Professional property managers, though, have best practice policies and procedures to ensure the process runs as smoothly as possible.

Private landlords, and bad property managers, on the other hand often make mistakes that can cost them dearly in business as well as reputation.

Here are four of them.


One of my biggest bugbears is a lack of communication with landlords and tenants.

At the start of every tenancy, it’s best practice to develop an understanding about the level – and the medium – that suits the tenant.

Likewise, with landlords when they appoint a property manager.

Some landlords prefer a more hands-off approach, while others would prefer to be kept in the loop every step of the way.

Whatever the frequency, it’s vital that important information is communicated as soon as possible, such as if a tenant has broken the lease or repairs need to be organised.

Failing to communicate clearly will only end up with unhappy tenants and landlords and no property manager wants that.


The old adage of you get what you pay for is entirely relevant for property management.

Some property managers or private landlords want to scrimp and save as much as possible, so they choose contractors such as plumbers and electricians based solely on price.

This is never a sound strategy as repairs at investment properties should be completed by the best person for the job to ensure that the property is well maintained as well as safe for the tenant.

Second-class workmanship will likely just lead to greater and more expensive problems down the line.


Professional property managers have a robust tenant screening process, which ensures they can secure the very best applicants for their landlord clients.

They use this system regardless of the market conditions.

However, the same can’t be said for bad property managers, whose desire to find a tenant is greater than the time spent on checking their credentials.

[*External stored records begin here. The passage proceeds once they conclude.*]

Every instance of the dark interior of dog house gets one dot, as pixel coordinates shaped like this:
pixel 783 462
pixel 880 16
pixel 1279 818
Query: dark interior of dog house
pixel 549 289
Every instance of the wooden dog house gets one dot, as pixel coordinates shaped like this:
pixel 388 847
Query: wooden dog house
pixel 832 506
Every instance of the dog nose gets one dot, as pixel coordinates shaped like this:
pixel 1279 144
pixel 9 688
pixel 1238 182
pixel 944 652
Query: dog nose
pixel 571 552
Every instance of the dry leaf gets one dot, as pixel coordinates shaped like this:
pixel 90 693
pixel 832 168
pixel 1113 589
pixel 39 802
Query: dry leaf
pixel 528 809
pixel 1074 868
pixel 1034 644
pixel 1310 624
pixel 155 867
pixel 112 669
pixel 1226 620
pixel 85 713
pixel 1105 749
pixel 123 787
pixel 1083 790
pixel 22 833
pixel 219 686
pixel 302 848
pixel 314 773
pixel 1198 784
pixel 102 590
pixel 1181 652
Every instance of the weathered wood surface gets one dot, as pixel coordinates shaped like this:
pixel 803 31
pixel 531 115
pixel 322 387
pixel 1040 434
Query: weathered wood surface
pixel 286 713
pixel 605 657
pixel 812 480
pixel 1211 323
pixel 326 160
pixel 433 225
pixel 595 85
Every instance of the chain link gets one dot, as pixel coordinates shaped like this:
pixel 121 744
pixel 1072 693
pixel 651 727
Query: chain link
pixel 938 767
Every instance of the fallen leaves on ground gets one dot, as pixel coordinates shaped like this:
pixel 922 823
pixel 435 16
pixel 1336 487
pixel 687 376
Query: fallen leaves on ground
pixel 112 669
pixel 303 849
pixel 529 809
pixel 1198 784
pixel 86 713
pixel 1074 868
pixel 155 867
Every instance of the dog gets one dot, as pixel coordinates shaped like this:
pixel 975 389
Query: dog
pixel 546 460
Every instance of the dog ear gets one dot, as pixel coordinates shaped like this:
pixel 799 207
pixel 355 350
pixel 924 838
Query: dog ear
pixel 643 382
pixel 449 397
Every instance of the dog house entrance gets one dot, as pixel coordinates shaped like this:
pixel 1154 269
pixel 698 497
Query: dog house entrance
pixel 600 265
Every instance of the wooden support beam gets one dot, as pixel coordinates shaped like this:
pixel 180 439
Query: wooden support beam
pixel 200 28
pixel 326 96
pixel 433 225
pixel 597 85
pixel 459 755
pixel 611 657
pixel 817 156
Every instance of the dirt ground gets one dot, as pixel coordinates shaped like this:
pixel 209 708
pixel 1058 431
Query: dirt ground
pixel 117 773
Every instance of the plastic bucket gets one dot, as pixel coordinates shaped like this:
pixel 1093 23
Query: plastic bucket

Their sloppiness usually becomes even more pronounced in a soft rental market because potential tenants are thin on the ground, so they usually tick and flick applicants to supposedly keep everyone happy.

Of course, this rarely has a happy ending.


There’s no doubt that technology and software changes rapidly but that is no excuse to not have the most up-to-date software for property management.

Property managers that are blindly loyal to legacy software think they are saving money when the opposite is in fact true.

Not only are they probably inefficient, their system is so antiquated that it’s a gateway for virus and hackers to wreak havoc on confidential information and data.

Professional property managers keep abreast of the latest software available, including landlord portals, and ensure that their systems are top of the range.

At the end of the day, property management is a profession that requires skill, experience and dedication.

If your property manager does any of the above, then it might time to consider moving to one who takes their responsibility seriously.

Your investment property and portfolio are far too important to your financial future to do otherwise.